Melusina’s Mysteries in Second Life

Nitroglobus Roof Gallery: Mysteries

Melusina Parkin returns to the Nitroglobus Roof Gallery for October, with an exhibition called Mysteries, and it is a thought-provoking display of photography.

“Missing faces, veiled ones, obscure looks,” Melusina states in introducing the exhibition. “Statues and mannequins populate Second Life with their mysterious mood. Sometimes they are creepy, sometimes they are gentle, always they are silent.”

Nitroglobus Roof Gallery: Mysteries

Thus, Mysteries presents thirteen images of mannequins, figures and statues captured from around Second Life. Such figures, to be found all over the grid, whether in stores or art events, parks or role-play regions, homes or photography studios, all have some kind of story to tell – be it part of a larger setting or contained within the frame of their own display as a work of art or object of everyday use.

So to, through Melusina’s collection, do they tell a story or stories within this exhibition. The images have clearly been selected with care to project this, Mystery 10 through Mystery 13, for example, are displayed together on two walls, presenting an unfolding narrative – although what that narrative might be is up to each of us as we view the images. Others, such as Mystery 7 perhaps tell a story quite independently of the other pieces in the collection. But however one looks at them, the stories are there, individual or collected, waiting to be heard.

Nitroglobus Roof Gallery: Mysteries

But there is more here as well, if we’re willing to look a little deeper. Our avatars are, in a sense, our own mannequins. Through them, we get to decide not only how we interact with one another, but how we actually appear to one another. We can project – or inhabit – our avatars at will, using them to reveal or hide, project or protect, many different facets of who we are. They are both a window into who we are and a shield by which we can hide the things we do not wish to have seen.
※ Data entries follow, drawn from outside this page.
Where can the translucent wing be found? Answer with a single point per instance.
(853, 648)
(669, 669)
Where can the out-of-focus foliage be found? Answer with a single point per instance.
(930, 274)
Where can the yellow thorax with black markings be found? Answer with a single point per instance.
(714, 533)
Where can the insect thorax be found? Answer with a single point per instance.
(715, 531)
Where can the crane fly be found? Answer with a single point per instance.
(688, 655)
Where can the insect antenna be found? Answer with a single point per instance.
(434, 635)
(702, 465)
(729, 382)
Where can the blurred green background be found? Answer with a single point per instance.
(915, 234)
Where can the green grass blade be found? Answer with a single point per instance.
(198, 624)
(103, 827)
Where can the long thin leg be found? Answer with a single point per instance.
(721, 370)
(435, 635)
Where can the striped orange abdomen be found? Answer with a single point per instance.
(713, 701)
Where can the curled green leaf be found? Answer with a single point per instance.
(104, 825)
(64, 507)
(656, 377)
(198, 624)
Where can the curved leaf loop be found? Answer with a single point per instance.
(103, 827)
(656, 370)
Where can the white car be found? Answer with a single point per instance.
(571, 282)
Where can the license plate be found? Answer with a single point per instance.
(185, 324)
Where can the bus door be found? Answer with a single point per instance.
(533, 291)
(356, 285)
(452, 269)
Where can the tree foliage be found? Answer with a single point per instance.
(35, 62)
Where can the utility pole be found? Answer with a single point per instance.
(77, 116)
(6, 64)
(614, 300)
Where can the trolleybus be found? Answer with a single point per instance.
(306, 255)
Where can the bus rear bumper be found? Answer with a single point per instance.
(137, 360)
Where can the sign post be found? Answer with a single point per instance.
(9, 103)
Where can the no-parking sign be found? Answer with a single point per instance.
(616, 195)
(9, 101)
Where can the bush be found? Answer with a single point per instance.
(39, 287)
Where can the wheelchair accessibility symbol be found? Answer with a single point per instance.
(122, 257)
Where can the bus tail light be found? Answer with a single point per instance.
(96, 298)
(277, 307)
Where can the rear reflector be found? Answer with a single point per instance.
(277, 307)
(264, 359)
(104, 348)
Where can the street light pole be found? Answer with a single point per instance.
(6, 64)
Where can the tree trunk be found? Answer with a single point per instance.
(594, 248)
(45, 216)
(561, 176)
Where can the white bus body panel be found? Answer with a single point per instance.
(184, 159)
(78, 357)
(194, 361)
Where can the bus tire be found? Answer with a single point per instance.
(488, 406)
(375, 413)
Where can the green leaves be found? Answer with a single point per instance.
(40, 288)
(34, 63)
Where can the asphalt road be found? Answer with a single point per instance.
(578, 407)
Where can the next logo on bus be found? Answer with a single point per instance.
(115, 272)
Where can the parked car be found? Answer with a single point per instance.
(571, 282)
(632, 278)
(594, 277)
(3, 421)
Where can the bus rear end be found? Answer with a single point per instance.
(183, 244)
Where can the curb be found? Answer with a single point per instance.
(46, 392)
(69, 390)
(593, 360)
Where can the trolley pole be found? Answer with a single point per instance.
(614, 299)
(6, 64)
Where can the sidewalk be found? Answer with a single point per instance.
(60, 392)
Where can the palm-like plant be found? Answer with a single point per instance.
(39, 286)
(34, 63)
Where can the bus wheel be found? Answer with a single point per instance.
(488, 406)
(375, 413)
Mystery 2 and Mystery 3 perhaps embody this most specifically.

So as Melusina states, Mysteries may present an apparently lifeless population – but in doing so, it makes us wonder about human feelings and thoughts – and particularly, perhaps about our own feeling and thoughts, about our identity, relationship with others,  and our openness.

Nitroglobus Roof Gallery: Mysteries

Mysteries is another nuanced, fascinating exhibition from Melusina; and yet another not to be missed.